A second study, from experts at New York State Institute for Basic Research in Developmental Disabilities (IBR), revealed that eating a diet packed with a handful of walnuts every day can have a major impact on keeping dementia at bay.
The new research, published in the Journal of Alzheimer's Disease, found that potent ingredients in the popular nuts can have a beneficial effects in reducing the risk, delaying the onset, slowing the progression of, or preventing Alzheimer's.
Led by Dr Abha Chauhan, the study found significant improvement in learning skills, memory, reducing anxiety, and motor development in mice fed a walnut-enriched diet.
The researchers believe that it is the high antioxidant content of walnuts which may protect the brain from the degeneration typically seen in Alzheimer's.
Oxidative stress - the damage caused by molecules that the body naturally produces - and inflammation are both major causes of the disease.
Antioxidants protect the brain and other body cells from the damage caused by chemicals known as free radicals which cause oxidative stress.
This causes damage to DNA, proteins and fat molecules in the brain cells.
The new study shows that walnuts in the diet can help protect against this damage.
Dr Chauhan, said: "These findings are very promising and help lay the groundwork for future human studies on walnuts and Alzheimer's disease - a disease for which there is no known cure.
"Our study adds to the growing body of research that demonstrates the protective effects of walnuts on cognitive functioning."
The researchers examined the effects of dietary supplementation on mice with six per cent or nine per cent walnuts, which are equivalent to one ounce and 1.5 ounces per day - around a handful - of walnuts in humans.
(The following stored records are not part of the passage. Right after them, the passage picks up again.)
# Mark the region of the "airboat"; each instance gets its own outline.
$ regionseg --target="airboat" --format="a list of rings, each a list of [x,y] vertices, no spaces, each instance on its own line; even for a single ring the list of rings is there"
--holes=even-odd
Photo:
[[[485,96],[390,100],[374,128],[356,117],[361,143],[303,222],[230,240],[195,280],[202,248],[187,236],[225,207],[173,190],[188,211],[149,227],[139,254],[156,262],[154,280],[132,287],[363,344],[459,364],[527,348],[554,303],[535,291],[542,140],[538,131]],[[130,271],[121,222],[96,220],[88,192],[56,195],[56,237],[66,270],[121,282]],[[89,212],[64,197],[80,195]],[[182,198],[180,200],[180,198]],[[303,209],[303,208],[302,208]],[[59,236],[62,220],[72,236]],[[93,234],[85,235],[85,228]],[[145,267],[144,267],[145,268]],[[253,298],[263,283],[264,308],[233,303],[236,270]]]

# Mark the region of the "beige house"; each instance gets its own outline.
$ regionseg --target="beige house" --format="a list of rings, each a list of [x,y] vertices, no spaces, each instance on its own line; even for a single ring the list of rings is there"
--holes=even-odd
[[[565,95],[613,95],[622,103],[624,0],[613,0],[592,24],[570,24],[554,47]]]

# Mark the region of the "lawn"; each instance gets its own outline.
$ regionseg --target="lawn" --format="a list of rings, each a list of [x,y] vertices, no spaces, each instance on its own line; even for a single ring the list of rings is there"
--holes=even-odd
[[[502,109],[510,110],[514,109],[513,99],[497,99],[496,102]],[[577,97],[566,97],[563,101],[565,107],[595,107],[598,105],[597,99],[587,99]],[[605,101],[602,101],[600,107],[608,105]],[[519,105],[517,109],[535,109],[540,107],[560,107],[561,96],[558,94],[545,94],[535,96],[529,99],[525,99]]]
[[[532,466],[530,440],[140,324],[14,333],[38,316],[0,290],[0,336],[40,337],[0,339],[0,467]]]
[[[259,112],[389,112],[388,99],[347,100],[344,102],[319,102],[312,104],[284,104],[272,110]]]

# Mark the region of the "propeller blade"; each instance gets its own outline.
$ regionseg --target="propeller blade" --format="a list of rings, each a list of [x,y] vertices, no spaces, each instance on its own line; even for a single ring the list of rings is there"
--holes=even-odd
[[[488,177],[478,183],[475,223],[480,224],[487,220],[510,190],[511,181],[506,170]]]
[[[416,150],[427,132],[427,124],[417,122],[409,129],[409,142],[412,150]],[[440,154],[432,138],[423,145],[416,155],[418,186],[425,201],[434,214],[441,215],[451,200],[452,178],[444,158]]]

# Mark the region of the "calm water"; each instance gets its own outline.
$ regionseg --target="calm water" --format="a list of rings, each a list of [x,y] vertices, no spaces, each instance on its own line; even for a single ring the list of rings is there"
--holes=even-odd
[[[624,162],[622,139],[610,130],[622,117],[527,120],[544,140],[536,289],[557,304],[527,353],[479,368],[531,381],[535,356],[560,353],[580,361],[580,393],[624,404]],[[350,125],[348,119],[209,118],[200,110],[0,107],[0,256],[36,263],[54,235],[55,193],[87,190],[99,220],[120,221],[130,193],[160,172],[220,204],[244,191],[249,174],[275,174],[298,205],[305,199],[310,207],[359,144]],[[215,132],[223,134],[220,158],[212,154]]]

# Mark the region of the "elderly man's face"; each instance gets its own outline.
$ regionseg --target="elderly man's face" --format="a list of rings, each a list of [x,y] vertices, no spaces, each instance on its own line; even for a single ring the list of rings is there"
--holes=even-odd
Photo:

This research came after a previous study by Dr Chauhan that highlighted the protective effects of walnut extract against the oxidative damage caused by the amyloid beta protein.
This protein is the major component of amyloid plaques that form in the brains of those with Alzheimer's disease.
Walnuts are also packed with vitamins and minerals and are the only nut that contains a significant source of alpha-linolenic acid, an omega-3 fatty acid with heart and brain-health benefits.
The researchers also suggest that ALA may have played a role in improving the behavioural symptoms seen in the study.
Dr Laura Phipps of Alzheimer's Research UK, said: "There is evidence to suggest that keeping the brain active may help boost 'cognitive reserve', allowing the brain to resist the early damage from diseases like Alzheimer's for longer.
"Some studies have linked particular diets to a lower dementia risk, and although it's unlikely that any single food will be able to prevent the condition, a healthy, balanced diet may help reduce the risk of dementia as part of a healthy lifestyle.
"With over 830,000 people in the UK living with dementia and that number on the increase, investment in research to find ways to prevent the condition is crucial.
"In the meantime, the best evidence suggests that eating a healthy diet, doing regular exercise, not smoking, and keeping weight and blood pressure in check can all help to lower the risk of dementia."